BLE scanning base on lte_ble_gateway and app crash

Hello, I made modifications based on the nrf9160 lte_ble_gateway demo. I modified the BLE.c file and changed the BLE connection to BLE scanning.
The scanning algorithm is as follows: idle for 1000ms, then scan for 90ms, and repeat the cycle. To ensure that the BLE scan time is not delayed for a long time, I use the K_TIMER timer. I submit work in the K_TIMER callback, and then start and stop Bluetooth scanning in the work.

I found that after scanning for a period of time, about 10-20 minutes, the application may crash.
In addition, there are many Bluetooth devices in my surrounding environment. Approximately 20 broadcast messages can be scanned within 90ms.

My own product has encountered this issue. I also reproduced this issue on the nrf9160dk_nrf9160(PCA10090 1.0.0) development board, with NCS version 2.2. The LTE modem version is 1.3.6.

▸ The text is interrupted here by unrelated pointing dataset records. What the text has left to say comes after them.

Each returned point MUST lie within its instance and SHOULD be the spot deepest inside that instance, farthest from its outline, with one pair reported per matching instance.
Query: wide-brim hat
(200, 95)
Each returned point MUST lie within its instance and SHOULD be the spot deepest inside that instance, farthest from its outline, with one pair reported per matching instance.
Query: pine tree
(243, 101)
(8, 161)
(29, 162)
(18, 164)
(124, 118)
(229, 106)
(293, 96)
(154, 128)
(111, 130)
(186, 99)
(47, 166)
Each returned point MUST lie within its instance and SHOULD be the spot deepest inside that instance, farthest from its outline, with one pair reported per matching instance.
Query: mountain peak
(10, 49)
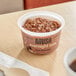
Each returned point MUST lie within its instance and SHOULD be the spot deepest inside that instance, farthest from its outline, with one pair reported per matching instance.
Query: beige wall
(7, 6)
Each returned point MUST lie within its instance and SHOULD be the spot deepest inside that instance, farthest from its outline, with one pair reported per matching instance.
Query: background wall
(7, 6)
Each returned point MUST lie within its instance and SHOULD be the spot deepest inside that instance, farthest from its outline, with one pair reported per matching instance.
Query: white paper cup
(69, 57)
(51, 39)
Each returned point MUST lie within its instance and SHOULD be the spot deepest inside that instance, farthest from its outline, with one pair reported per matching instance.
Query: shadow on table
(45, 62)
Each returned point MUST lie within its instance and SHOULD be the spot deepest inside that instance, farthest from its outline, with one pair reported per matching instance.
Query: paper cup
(69, 57)
(40, 43)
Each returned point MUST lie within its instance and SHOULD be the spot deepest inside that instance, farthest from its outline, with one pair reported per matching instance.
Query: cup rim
(65, 61)
(35, 13)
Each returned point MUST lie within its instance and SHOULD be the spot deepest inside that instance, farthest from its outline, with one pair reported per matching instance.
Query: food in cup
(40, 24)
(40, 40)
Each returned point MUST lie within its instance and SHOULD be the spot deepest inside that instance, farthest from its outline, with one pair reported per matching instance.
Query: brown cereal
(41, 25)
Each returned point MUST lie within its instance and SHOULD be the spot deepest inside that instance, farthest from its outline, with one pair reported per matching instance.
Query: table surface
(11, 39)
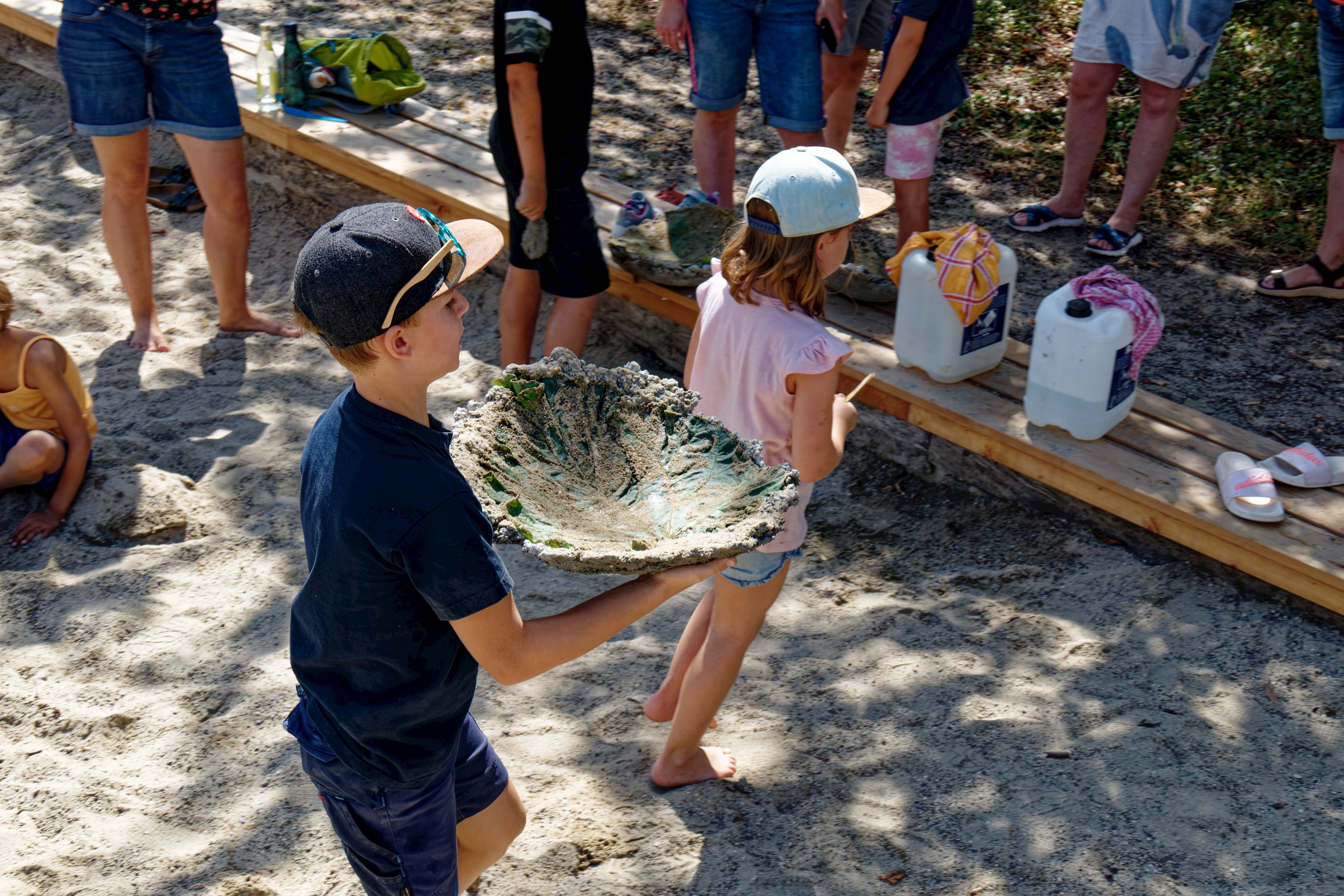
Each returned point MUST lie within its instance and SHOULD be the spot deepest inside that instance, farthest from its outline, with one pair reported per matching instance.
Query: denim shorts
(10, 436)
(788, 49)
(759, 567)
(1330, 42)
(116, 62)
(402, 839)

Modify on lte_ble_gateway:

1. Modify the ble.c file, please see the attachment.

2. Add define in prj.conf. (CONFIG_BT_BUF_ACL_RX_SIZE=251)

3. Change the uart speed from 1000000 to 115200. (current-speed = <115200> in nrf9160dk_nrf9160_ns.overlay)

 52840 is based on hci_lpuart and only modifies the UART rate to 115200.

I tried to increase CONFIG_BT_BUF_ACL_RX_SIZE, but still encountered a crash. I am trying to reduce the number of BLE devices in the surrounding area, which will lower the probability of this problem occurring.  I speculate that it may be due to receiving a large number of Bluetooth broadcasts that the internal cache of the HCI driver is insufficient?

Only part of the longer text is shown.